What can you tell us about the coat that’s inspired by those worn by garbage men?

“It’s called a donkey jacket in England. But we called it the bin-man coat. They are exactly like this, actually. It’s interesting to me how a coat that’s so chic can come out of a job that’s associated with grime and hard work, but they’re also very practical. They are made of wool and the leather shoulders keep you dry. It’s almost like a naval thing. I like classic designs, so I just wanted to make it a little more narrow and feminine since the British version is really heavy and masculine.”

You also have a shirt featuring your ‘Serious Face’ sketch. What’s the story behind that?

“I draw a lot and I have a sketch book that Madewell looked through and they thought that it was cool. It’s actually a sketch inspired by the daughter of John McClane in Die Hard 4.”

You’ve scrapped your PBS series Thrifting America, but you are doing a new show on Lifetime. Tell us about that and what else you have coming up.
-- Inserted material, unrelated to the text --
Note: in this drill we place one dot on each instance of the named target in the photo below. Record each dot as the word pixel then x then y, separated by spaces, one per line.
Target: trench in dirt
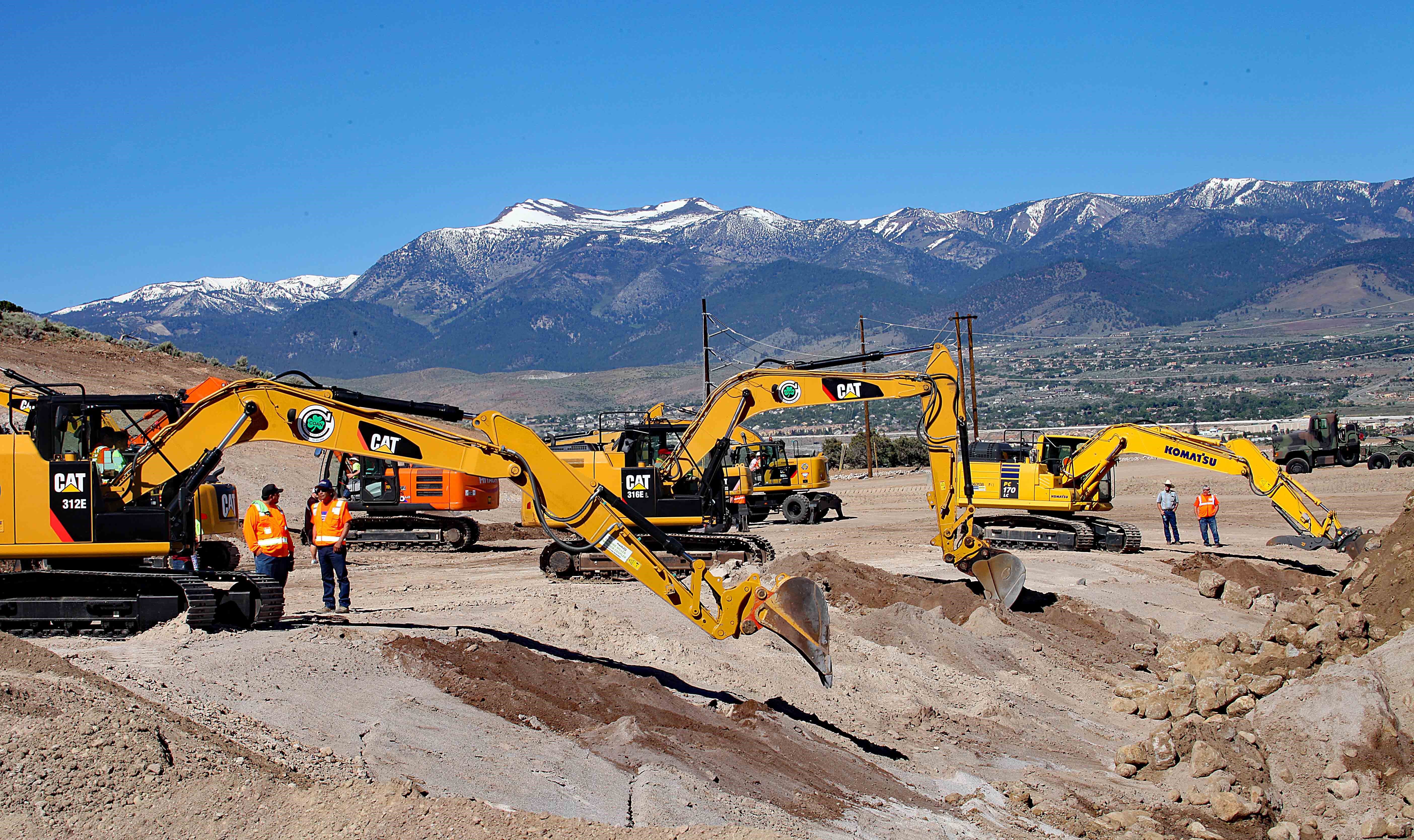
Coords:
pixel 633 720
“It’s like a fashion reality show with a 24-hour catwalk. The designers have to design a collection in 24 hours and I’m the host! We’re filming now. Otherwise . . . since I was a model before any of this, I still sort of have this freelance brain where I’ve always got to make sure I have something coming up. And that sort of stressed me out. But now I think I’ve become more adult and I’m taking the time to tackle just the things that really believe in and really like. I’m heading to Paris Fashion Week to write for French Vogue. And then after that, I’ve been offered a radio show in England. But it’s really about working out where I want to live, as well. I’m in the East Village right now. So, we’ll see!”